I can’t help but think of books’ own former lives too. I love to think about how many hands they have passed through over the years, and how they came to journey from one owner to another. I wonder about the people who’ve poured over their pages before me, and of all the different bookcases they may have been found on at one time or another. I like to imagine that one or two may even have inhabited a country house library at some point in the past.
The oldest book in my collection could well have been a staple among the landed gentry of the early 19th Century. John Claudius Loudon’s A Treatise on Forming, Improving and Managing Country Residences was printed 207 years ago, and addresses the issues involved in the creation of an estate befitting a noble proprietor.
It was published in 1806, around the same time as Loudon was exercising his skills as a landscape gardener and architect at Barnbarroch House for the Vans Agnews. The book contains two superb depictions of how his proposed scheme would transform the house and grounds, creating a ‘before and after’ effect to showcase his expert capabilities.
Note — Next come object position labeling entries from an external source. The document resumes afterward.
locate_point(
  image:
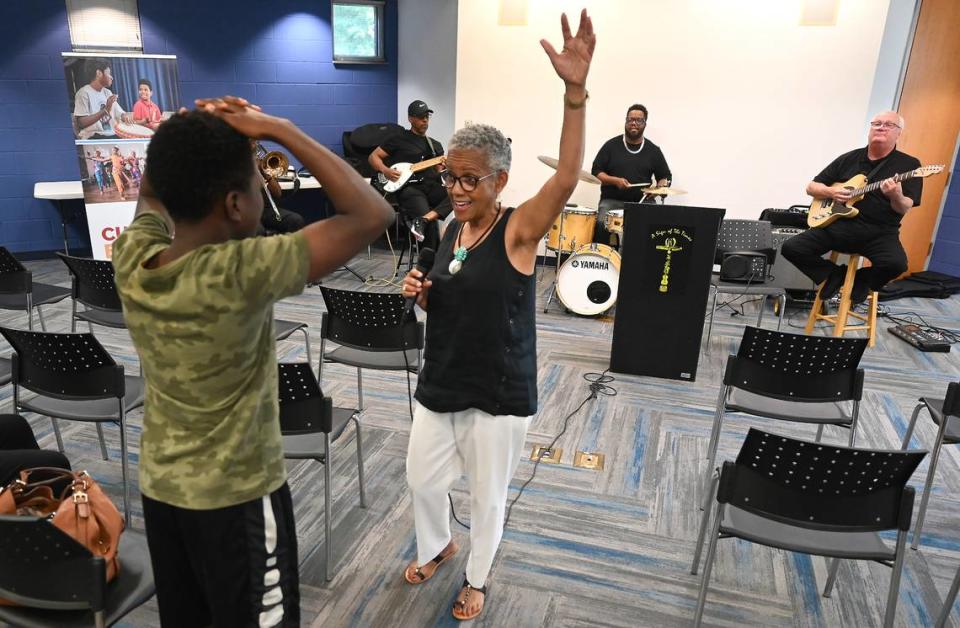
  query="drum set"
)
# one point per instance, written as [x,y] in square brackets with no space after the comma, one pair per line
[587,281]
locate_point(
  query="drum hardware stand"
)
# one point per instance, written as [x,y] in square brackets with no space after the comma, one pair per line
[556,274]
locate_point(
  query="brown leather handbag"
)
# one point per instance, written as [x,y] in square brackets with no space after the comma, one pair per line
[83,511]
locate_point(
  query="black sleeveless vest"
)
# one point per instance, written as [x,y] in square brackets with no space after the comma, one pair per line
[481,347]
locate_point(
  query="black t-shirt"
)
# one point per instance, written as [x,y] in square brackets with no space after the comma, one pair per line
[874,207]
[614,159]
[411,148]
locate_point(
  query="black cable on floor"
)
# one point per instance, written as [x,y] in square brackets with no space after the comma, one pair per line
[598,386]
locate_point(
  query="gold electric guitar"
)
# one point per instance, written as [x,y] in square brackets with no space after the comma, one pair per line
[824,211]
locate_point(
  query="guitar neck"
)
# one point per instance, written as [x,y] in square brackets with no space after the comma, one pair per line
[429,163]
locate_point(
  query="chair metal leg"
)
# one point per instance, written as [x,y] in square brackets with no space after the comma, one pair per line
[363,494]
[714,442]
[913,424]
[855,418]
[704,522]
[763,305]
[713,310]
[948,602]
[103,443]
[323,345]
[124,464]
[43,324]
[934,457]
[783,307]
[708,567]
[327,527]
[831,577]
[56,432]
[360,388]
[894,592]
[306,342]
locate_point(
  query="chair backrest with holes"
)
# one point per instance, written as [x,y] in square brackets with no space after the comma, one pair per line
[745,235]
[303,408]
[93,282]
[43,567]
[797,367]
[369,321]
[65,366]
[820,486]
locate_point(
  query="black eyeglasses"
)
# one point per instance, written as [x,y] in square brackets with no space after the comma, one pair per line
[468,182]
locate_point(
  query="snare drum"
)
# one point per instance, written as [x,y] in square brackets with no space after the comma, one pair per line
[572,229]
[613,221]
[130,131]
[587,282]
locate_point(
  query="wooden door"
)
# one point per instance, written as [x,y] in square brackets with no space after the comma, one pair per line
[930,105]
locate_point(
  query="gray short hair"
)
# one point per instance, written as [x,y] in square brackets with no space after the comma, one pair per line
[488,140]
The most recent additions to my little collection are two volumes on Fife, printed in 1869 and 1895. I tracked these down shortly after my revisit to Crawford Priory last month, unearthing one in Edinburgh’s Old Town Bookshop. This was every book hunter’s treasure trove; the floor to ceiling shelves bursting with diverse and obscure titles.
In addition to views of the Priory in its heyday, each book contains a description of the building far more in-depth than any contemporary account I have read. Reading the detailed descriptions of its interior somehow brings a piece of the house back to life in my imagination, and I love how these old books are able to recall what has long faded into obscurity.